The most important thing you can give a child isn’t specific subject knowledge. The most important thing your children need to learn is how to learn, the curiosity to want to keep learning, and the skills to know how to do it. A suitable education, for most children, is one that builds those things alongside the academic foundations. When you’re working one-to-one over years, you have time to find out what genuinely interests them, identify where they’re strong and where they need more support, and adjust as you go. That’s not a loophole in the definition of suitable — it’s what suitable is actually describing.

I’ve been home educating for ten years across three children, and each of their education paths looks different. We start each year with what I think of as a need/want list: subjects and topics I’ve decided they need to study, and the rest of the year filled with what they’re interested in. From the outside, a term spent studying video games doesn’t look like a structured education.
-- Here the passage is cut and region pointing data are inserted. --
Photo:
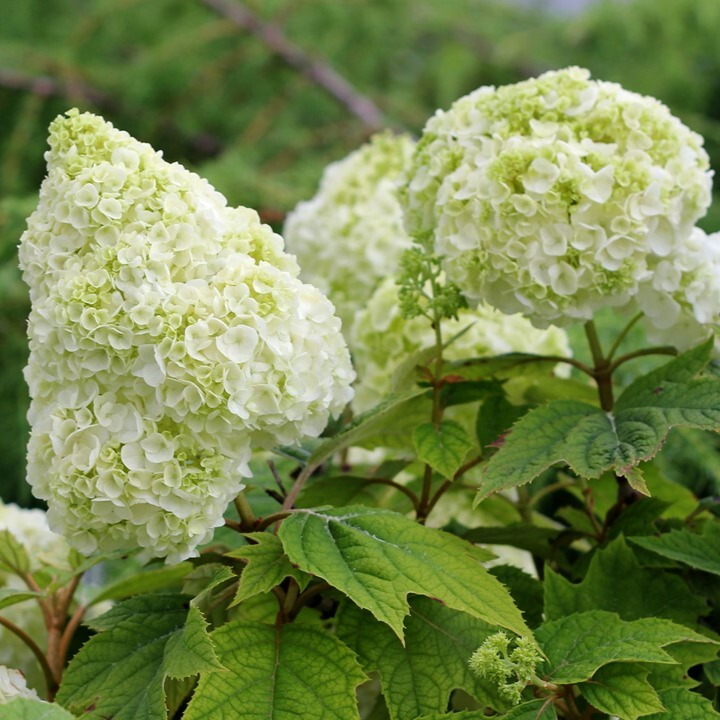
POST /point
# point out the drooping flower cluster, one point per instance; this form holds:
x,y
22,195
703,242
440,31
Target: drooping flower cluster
x,y
559,195
381,339
351,234
44,549
169,334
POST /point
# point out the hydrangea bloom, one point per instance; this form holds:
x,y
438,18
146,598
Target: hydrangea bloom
x,y
382,339
44,548
351,234
169,334
557,195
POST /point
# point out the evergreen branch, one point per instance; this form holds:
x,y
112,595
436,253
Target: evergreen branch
x,y
318,72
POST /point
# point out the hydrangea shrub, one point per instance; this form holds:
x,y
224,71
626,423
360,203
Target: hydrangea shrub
x,y
171,335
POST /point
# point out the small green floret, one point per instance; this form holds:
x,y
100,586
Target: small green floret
x,y
492,661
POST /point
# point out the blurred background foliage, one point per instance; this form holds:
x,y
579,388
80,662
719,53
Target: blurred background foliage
x,y
222,98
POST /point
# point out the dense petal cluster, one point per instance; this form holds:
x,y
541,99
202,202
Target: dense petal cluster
x,y
351,234
382,339
169,335
557,195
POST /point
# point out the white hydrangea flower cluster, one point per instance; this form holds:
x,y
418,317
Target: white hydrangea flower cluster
x,y
169,335
382,339
558,195
351,234
44,548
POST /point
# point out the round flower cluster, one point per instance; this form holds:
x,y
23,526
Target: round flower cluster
x,y
382,339
351,234
169,334
556,196
44,549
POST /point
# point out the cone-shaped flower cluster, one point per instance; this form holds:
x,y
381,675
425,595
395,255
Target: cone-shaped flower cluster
x,y
169,335
559,195
351,234
382,338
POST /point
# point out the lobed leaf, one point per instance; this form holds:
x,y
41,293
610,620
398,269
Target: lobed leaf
x,y
701,552
292,672
120,673
592,441
444,447
377,558
267,566
622,690
419,678
578,645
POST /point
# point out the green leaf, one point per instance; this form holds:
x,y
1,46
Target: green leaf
x,y
162,579
267,566
190,651
701,552
10,597
13,557
645,593
578,645
291,672
378,421
684,705
28,709
378,557
443,448
120,673
495,417
433,633
526,590
592,441
622,689
533,710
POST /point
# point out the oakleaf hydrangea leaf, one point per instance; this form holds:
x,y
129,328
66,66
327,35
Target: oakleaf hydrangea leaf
x,y
27,709
645,593
436,638
267,566
293,672
592,441
533,710
578,645
622,689
377,558
701,552
443,447
190,651
684,705
120,672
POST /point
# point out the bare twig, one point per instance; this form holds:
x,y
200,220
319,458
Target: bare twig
x,y
46,86
318,72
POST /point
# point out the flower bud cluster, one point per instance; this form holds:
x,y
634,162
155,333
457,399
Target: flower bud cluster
x,y
44,550
351,235
559,195
169,334
381,338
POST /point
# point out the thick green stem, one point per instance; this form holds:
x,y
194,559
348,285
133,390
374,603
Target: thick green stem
x,y
247,517
50,680
601,368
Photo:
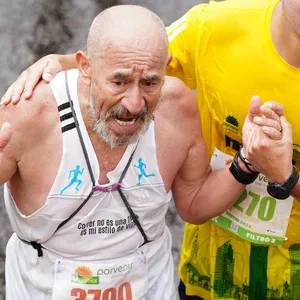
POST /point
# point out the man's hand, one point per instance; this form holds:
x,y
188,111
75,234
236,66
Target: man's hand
x,y
5,135
46,68
267,116
268,140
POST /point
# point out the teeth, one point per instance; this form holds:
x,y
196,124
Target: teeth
x,y
125,123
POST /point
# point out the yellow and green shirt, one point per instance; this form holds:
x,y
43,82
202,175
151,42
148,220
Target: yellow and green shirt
x,y
224,51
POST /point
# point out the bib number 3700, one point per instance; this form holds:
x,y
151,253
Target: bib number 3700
x,y
124,292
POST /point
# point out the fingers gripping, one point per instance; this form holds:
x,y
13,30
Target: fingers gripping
x,y
5,135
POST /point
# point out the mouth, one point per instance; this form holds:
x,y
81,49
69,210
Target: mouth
x,y
125,122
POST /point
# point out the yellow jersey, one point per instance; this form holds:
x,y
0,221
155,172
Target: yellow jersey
x,y
224,50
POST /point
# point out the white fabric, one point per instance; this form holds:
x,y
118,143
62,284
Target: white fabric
x,y
102,232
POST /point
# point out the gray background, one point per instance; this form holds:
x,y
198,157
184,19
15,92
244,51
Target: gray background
x,y
30,29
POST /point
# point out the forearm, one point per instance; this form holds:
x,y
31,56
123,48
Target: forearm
x,y
217,193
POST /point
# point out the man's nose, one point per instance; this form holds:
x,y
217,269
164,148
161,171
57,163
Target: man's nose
x,y
134,101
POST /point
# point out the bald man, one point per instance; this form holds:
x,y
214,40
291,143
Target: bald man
x,y
90,162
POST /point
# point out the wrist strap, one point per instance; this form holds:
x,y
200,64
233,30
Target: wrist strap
x,y
239,174
246,162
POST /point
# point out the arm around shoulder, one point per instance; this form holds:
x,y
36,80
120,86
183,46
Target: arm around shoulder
x,y
18,128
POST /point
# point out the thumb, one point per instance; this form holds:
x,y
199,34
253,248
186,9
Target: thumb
x,y
5,135
287,133
254,109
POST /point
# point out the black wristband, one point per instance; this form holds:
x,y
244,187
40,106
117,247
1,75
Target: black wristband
x,y
239,174
246,162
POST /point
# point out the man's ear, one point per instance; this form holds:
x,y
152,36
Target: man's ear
x,y
84,67
169,60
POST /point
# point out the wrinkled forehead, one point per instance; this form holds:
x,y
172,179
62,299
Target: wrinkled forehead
x,y
137,58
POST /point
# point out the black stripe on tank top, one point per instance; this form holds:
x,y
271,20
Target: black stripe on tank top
x,y
66,116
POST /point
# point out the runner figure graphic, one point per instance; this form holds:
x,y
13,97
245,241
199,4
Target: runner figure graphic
x,y
141,166
76,172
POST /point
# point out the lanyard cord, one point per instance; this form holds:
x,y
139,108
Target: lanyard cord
x,y
37,245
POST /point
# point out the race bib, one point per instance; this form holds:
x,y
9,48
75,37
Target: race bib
x,y
125,279
255,216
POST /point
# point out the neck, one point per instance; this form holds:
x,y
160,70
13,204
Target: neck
x,y
285,40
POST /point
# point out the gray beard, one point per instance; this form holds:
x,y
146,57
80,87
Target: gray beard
x,y
101,127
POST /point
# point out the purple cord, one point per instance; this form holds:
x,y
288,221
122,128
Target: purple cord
x,y
114,187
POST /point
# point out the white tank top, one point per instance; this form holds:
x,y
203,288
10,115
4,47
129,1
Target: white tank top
x,y
99,253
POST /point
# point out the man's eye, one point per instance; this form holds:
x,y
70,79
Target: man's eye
x,y
149,83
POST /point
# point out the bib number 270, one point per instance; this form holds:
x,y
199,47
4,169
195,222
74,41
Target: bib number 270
x,y
266,205
122,293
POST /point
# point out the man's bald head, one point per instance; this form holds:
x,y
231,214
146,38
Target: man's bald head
x,y
126,26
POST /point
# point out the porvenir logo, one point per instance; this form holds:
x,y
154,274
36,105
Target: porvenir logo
x,y
231,123
84,275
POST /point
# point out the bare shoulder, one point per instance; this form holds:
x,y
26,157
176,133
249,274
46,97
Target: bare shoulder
x,y
30,119
177,127
26,112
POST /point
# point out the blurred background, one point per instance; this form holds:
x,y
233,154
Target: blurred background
x,y
30,29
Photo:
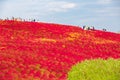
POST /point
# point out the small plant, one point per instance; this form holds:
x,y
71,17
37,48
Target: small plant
x,y
97,69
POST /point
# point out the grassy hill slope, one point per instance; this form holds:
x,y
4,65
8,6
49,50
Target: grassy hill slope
x,y
44,51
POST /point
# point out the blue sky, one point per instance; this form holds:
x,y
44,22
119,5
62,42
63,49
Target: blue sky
x,y
98,13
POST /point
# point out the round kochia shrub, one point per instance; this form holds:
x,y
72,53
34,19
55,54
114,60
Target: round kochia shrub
x,y
97,69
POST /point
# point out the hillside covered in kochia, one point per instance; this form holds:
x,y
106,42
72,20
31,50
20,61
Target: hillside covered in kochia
x,y
44,51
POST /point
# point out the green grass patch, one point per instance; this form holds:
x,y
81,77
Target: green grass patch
x,y
97,69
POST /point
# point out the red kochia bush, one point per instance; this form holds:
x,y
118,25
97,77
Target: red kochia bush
x,y
44,51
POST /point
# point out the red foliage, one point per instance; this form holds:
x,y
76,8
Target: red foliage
x,y
44,51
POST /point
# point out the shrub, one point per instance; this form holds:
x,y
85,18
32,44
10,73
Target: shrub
x,y
97,69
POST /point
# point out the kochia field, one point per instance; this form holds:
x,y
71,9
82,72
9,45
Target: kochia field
x,y
46,51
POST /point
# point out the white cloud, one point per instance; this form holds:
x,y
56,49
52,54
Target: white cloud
x,y
60,6
34,8
104,1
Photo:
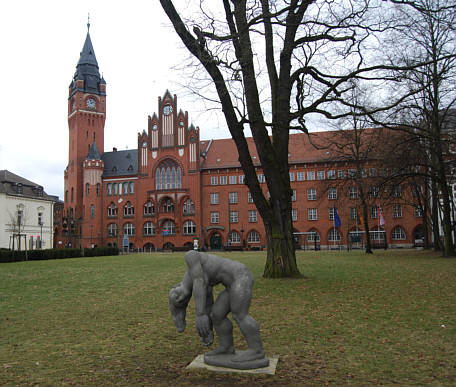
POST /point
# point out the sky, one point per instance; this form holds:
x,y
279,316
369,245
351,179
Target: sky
x,y
136,49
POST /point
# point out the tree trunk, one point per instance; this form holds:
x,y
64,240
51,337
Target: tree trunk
x,y
281,257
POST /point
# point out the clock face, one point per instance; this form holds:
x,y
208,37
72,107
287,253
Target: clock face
x,y
167,110
91,103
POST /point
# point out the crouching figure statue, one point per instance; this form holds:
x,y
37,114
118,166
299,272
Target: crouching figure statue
x,y
203,272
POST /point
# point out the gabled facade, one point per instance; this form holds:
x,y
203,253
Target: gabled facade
x,y
175,189
26,218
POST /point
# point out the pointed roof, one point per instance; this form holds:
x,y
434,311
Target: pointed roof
x,y
88,53
87,68
93,153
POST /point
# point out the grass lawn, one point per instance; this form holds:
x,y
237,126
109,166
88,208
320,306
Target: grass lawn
x,y
383,319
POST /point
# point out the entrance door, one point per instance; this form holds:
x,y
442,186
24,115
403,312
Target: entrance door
x,y
216,241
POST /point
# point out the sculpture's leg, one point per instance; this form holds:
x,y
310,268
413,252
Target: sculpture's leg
x,y
240,297
222,325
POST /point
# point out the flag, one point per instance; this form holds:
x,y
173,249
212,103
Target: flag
x,y
337,222
381,219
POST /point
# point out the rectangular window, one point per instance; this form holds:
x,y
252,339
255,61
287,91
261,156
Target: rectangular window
x,y
233,197
294,215
332,193
214,198
312,214
353,213
331,213
397,211
374,212
373,172
234,216
396,191
214,217
311,194
373,191
353,193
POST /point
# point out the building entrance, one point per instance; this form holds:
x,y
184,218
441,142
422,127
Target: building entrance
x,y
216,241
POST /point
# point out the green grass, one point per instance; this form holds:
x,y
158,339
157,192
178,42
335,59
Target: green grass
x,y
355,319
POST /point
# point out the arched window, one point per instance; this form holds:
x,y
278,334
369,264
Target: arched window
x,y
189,207
112,210
167,205
149,228
157,179
253,237
168,175
149,209
112,229
398,234
189,227
234,237
169,227
377,234
129,229
334,235
129,210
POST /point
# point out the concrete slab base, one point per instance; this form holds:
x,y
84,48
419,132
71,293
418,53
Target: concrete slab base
x,y
199,363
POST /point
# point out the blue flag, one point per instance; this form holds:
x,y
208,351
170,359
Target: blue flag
x,y
337,222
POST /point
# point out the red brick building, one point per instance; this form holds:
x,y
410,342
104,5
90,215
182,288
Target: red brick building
x,y
175,188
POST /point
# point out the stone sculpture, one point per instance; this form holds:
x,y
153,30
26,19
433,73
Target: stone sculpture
x,y
203,272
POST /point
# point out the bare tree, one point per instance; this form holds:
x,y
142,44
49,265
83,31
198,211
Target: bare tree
x,y
274,63
428,36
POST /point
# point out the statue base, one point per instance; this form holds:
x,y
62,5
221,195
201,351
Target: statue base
x,y
226,360
199,363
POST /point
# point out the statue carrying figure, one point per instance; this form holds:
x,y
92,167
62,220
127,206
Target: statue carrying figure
x,y
203,272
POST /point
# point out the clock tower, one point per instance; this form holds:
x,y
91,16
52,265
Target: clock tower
x,y
86,120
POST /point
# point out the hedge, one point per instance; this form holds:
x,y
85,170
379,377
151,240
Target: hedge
x,y
37,255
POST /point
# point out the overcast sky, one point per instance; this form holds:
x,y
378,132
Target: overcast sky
x,y
40,44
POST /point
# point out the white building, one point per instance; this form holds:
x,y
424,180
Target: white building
x,y
26,214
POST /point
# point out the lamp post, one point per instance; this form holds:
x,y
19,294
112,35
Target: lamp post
x,y
41,234
242,236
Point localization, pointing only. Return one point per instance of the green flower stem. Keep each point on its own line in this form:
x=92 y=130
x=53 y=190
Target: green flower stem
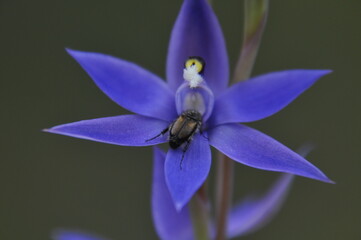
x=224 y=192
x=256 y=12
x=200 y=215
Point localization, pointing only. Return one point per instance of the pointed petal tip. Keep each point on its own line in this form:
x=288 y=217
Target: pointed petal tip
x=179 y=206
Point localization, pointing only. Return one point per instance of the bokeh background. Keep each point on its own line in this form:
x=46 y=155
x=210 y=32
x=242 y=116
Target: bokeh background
x=50 y=181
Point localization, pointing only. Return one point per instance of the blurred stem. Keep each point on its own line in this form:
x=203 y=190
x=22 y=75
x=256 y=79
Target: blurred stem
x=199 y=213
x=256 y=12
x=224 y=192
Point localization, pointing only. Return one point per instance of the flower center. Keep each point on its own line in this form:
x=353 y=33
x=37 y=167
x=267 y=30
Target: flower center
x=194 y=94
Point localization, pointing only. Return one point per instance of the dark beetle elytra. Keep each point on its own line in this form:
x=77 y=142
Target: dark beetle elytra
x=182 y=130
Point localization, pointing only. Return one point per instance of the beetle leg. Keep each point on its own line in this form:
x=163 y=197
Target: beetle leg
x=160 y=134
x=201 y=132
x=184 y=150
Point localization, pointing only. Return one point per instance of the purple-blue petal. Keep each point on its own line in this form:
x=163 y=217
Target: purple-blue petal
x=129 y=85
x=169 y=223
x=197 y=33
x=74 y=235
x=125 y=130
x=255 y=149
x=184 y=179
x=262 y=96
x=254 y=213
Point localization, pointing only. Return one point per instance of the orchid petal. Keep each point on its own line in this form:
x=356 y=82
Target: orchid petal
x=73 y=235
x=262 y=96
x=169 y=223
x=185 y=178
x=254 y=213
x=197 y=33
x=125 y=130
x=129 y=85
x=255 y=149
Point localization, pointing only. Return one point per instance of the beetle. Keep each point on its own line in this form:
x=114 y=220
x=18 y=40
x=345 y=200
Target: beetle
x=182 y=130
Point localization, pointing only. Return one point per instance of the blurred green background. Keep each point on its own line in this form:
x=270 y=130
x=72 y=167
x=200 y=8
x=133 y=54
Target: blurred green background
x=49 y=181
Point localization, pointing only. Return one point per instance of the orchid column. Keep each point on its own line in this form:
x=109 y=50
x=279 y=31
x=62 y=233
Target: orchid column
x=256 y=12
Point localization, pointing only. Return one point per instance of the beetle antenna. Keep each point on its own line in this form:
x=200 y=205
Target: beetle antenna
x=160 y=134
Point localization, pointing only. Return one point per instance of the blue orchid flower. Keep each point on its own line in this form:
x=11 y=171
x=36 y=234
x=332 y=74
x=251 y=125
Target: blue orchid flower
x=246 y=217
x=194 y=102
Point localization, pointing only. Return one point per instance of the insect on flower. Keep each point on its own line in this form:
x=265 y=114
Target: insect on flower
x=190 y=121
x=194 y=102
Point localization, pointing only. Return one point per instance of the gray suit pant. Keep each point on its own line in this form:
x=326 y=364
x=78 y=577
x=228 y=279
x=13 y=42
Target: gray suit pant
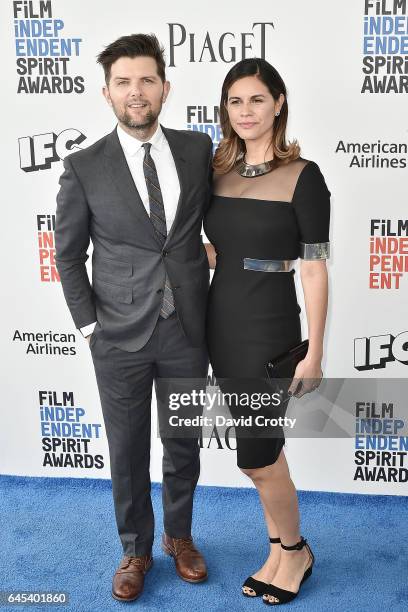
x=125 y=381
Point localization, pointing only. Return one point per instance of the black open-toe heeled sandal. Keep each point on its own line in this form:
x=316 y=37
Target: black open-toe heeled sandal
x=257 y=586
x=282 y=595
From the inside, it covers engineering, physics, maths, computer science, the relationship between language and code, art, history and economics — and it’s entirely possible to build it around the grammar and language requirements that make up a solid English curriculum. Suitable rarely looks like school. That’s not a gap; it’s the whole advantage.

The question that actually matters

If you’re trying to assess whether what you’re doing counts, there’s one question worth coming back to: are they learning? Not learning everything, not learning it in the right order, not learning it the way school would teach it — just learning. If the answer is yes, you’re almost certainly doing it right.

That said, I know from experience that “almost certainly” doesn’t always feel reassuring at three in the afternoon when nothing has gone to plan. The doubt that creeps in on the hard days isn’t really about the curriculum — it’s about the particular pressure of being both the parent and the teacher at the same time, and the way those two roles can talk each other into a spiral when the day’s going badly. Parents’ evenings help: two hats (teacher + parent), one pair of eyes (yours, objectively), and the evidence of learning you know exists, you just might not have yet formulated.

Keeping a brief weekly log can help. Not necessarily a formal record, just a note at the end of the week of what the days have actually included. The rabbit holes, the books picked up, the conversations, not just what got written down. It’s a reliable reminder that yes, they are learning, and it’s useful groundwork for the annual report that is now a legal requirement. I use it the same way I’d use a parents’ evening with myself — a structured moment to look at where things are, honestly, from both sides of the table.

What you’re actually preparing them for

It’s worth thinking about this, because it changes how you read the question of what a suitable education means.

The world our children are entering values judgement, adaptability and self-direction in ways that weren’t true a generation ago. The ability to think critically, learn independently, express themselves clearly and navigate new tools and environments is increasingly what opens doors — alongside, not instead of, formal qualifications. Home education gives you the space to think about both.

For a child heading toward university, the academic path is clear and entirely achievable from home. For a child whose strengths lie elsewhere, the flexibility is yours to use. A portfolio of demonstrable work — coding projects, independent research, creative output, self-directed learning across a range of subjects — is already something employers and institutions pay attention to, and that’s only going in one direction. This is worth thinking about when you’re planning the homeschool year: What do they need to learn, and equally, what would they like to learn?

Knowing what you’re preparing your children for doesn’t make the hard days easy. But it gives you something to come back to when the printer’s out, the toast has burnt and the calculator’s missing. That’s not a planning failure; that’s just where the home and education meet.